This evening
when I came home from work I opened my laptop to access the internet, my home
page is Google, so the ever changing Google-Doodle masthead is the first
thing I see. Today’s doodle caught my
eye right away because it showed a picture of the Space Shuttle assembling the
word Google with its robotic arm.
Running my mouse over the doodle revealed that today (May 26, 2015) was
Sally Ride’s 64th birthday.
When Sally
Ride died in 2012, I was deeply saddened by the brief announcement and obituary
I discovered on the MSN website and wished that it would say more about who she
was and her accomplishments. The article
duly noted that she the first American woman in space and that she had a PhD in
astrophysics, both of which were major accomplishments, especially in the
United States where women have been perpetually held back by good ol’ American
chauvinism. Sally was preceded in space
by two Soviet women, Valentina Tereshkova in 1963 and Svetlana Savitskaya in
1982.
The fact
that the United States was a mere 20 years overdue with its inclusion of women
as astronauts is quite telling. With Sally’s trip aboard the Space Shuttle
Challenger in June 1983, one can only speculate that it was partially (or mostly)
a public relations move on NASA’s behalf. With Cosmonaut Savitskaya’s trip aboard Soyuz
T-7 in August of 1982, NASA was under the gun to not be shown up by Russia’s obviously
superior egalitarianism. Fortunately for NASA, Sally had a lot more foresight
than her Old-school employer and provided the lumbering institution with the
perfect Poster Child for their embarrassing belatedness.
Despite the nearly never mentioned glass
ceiling that American businesses and institutions perpetuate, Sally managed to
meet the stringent qualifications when NASA put out the call for the new class
of astronauts to accompany the next generation technology of the Space Shuttle
program. Sally made the final cut along with five other women, but she and her
gender faced a multitude of challenges from a conservative organization
populated by stuffy executives and former military test pilots. It was
due to open-minded individuals like Apollo astronaut Alan Bean and a few insightful
others, within the public relations department, that NASA began to recognized that
the gender and minority gap within the organization was working against their
desired public image of being the leaders of a new generation.
It became
obvious that NASA was fast tracking their women candidates in hopes of at least
qualifying with the Russians for the second woman in space, but then Russia
showed their cards with the launch of Soyuz T-7 which was strangely
coincidental with Ride’s trip aboard Space Shuttle STS-7. It seems seven to be
a lucky number with astronauts, beginning with the first seven astronauts
selected for the Mercury missions, America’s premiere manned space program.
Aside from
the obvious accomplishment of being the first American woman in space (and to
date, the youngest person ever to go into space), Sally holds a special place
in my heart for another accomplishment and that is being the “mold breaker” of
what kind of person would be going into space.
Before Sally and her generation, astronauts were basically pilots,
typically test pilots and mostly military pilots. To me, Sally Ride’s trip into orbit was the
turning point that would lead to the democratization of the space program and
the promise of spacefaring finally coming of age. After this people of various backgrounds and
professions, and not just pilots, would be finding their way into space and the
United States would actually become a spacefaring nation.
This promise
was quite heartening for me because of my own experiences with the hopes of
being among those who would go into space, not as pilots but as professionals
like engineers, scientists and tradesmen.
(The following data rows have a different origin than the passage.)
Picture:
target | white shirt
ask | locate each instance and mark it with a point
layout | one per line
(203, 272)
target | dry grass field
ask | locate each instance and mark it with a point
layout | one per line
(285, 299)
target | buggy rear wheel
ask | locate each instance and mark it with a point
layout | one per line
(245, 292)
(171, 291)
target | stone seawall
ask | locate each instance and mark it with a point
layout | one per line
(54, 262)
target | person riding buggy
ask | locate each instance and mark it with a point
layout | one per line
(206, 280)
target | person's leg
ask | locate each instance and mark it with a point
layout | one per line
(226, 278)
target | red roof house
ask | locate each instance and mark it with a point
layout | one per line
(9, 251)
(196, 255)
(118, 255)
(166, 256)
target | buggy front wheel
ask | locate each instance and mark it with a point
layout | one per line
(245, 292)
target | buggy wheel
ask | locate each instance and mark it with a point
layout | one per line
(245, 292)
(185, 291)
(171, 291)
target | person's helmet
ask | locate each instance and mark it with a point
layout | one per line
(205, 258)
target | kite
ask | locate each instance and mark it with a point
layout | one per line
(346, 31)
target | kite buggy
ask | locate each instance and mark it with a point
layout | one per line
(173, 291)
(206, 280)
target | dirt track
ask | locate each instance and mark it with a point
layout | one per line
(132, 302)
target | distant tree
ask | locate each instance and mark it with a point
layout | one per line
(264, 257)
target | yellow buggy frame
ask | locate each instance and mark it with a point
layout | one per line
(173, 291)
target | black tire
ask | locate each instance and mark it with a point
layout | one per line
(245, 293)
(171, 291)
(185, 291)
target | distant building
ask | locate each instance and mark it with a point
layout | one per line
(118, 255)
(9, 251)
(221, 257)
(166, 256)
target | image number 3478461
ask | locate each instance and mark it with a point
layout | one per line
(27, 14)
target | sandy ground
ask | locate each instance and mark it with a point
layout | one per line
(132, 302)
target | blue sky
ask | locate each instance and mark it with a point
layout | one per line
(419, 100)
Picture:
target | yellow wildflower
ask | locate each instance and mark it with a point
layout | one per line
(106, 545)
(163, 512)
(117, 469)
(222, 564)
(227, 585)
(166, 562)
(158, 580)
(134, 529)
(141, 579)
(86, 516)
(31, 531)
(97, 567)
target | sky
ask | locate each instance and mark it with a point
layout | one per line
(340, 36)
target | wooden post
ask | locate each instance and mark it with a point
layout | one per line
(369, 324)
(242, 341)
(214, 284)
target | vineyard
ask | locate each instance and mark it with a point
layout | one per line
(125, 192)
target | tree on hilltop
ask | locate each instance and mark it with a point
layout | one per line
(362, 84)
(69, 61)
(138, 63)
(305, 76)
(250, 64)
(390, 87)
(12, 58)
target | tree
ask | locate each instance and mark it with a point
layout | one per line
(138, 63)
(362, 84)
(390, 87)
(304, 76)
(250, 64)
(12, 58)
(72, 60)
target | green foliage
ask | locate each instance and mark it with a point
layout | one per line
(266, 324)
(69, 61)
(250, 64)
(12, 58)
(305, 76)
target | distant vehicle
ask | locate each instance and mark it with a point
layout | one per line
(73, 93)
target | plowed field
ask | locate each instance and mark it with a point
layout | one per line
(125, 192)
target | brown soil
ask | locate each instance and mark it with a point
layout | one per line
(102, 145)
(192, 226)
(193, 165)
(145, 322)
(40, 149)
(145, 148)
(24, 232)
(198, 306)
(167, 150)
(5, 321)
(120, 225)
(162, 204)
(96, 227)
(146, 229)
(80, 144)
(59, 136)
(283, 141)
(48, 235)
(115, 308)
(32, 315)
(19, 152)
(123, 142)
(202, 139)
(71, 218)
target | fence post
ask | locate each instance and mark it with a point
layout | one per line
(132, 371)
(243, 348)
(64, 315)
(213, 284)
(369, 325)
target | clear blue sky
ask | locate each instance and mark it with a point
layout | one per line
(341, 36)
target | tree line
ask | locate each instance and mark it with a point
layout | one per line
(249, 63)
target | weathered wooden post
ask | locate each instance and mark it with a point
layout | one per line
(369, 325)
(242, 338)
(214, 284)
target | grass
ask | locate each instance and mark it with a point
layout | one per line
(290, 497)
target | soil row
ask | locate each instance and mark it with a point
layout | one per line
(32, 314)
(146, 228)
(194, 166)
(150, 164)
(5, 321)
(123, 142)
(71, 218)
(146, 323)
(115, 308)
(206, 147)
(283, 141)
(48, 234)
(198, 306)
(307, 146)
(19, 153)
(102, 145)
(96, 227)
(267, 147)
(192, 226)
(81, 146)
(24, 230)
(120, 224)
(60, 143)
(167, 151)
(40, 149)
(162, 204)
Adventurers and colonists taking their professions and families into
what Gene Rodenberry called (via Captain Kirk); “The Final Frontier”. Like Sally Ride, who had been discouraged
from pursuing an interest in science as a profession by her teachers, I had
been discouraged from pursuing a career in the space program purely on the
grounds that I wore glasses, which (at that time) would automatically
disqualify me for “test pilot’ style astronaut training. Consequently, she and
I each spent our tearful teenage nights cursing those who should have been encouraging
instead discouraging our youthful ambitions.
However,
Sally’s determination (and lack of eyewear) was stronger than her teacher’s
discouraging advice and history attests to her strength, courage and fortitude.
Despite the odds she became America’s first woman in space and an inspiration
to generations of would be spacefarers. To me Sally Ride is The First Lady of
the American space program and a kindred spirit, I grant her all the admiration that
anyone can muster for someone who they have actually never met, yet always admired. When I read of her succumbing to Pancreatic
Cancer in July of 2012, it had only been two years since my diagnosis of
impending Pancreatic Failure, it seemed to me that she and I were more than just comrades
in dreams, but travelers on the same journey.
With our eyes on the stars, we dreamed of a time when space would be
open for anyone willing to take the risk that comes with the call of adventure.
She taking the high road aboard her space ships and me taking the low road
aboard my sailing ships.
Ride, Sally
Ride aboard your mystery ship. I look forward to someday meeting up with you;
Where the ocean meets the sky, we’ll be sailing.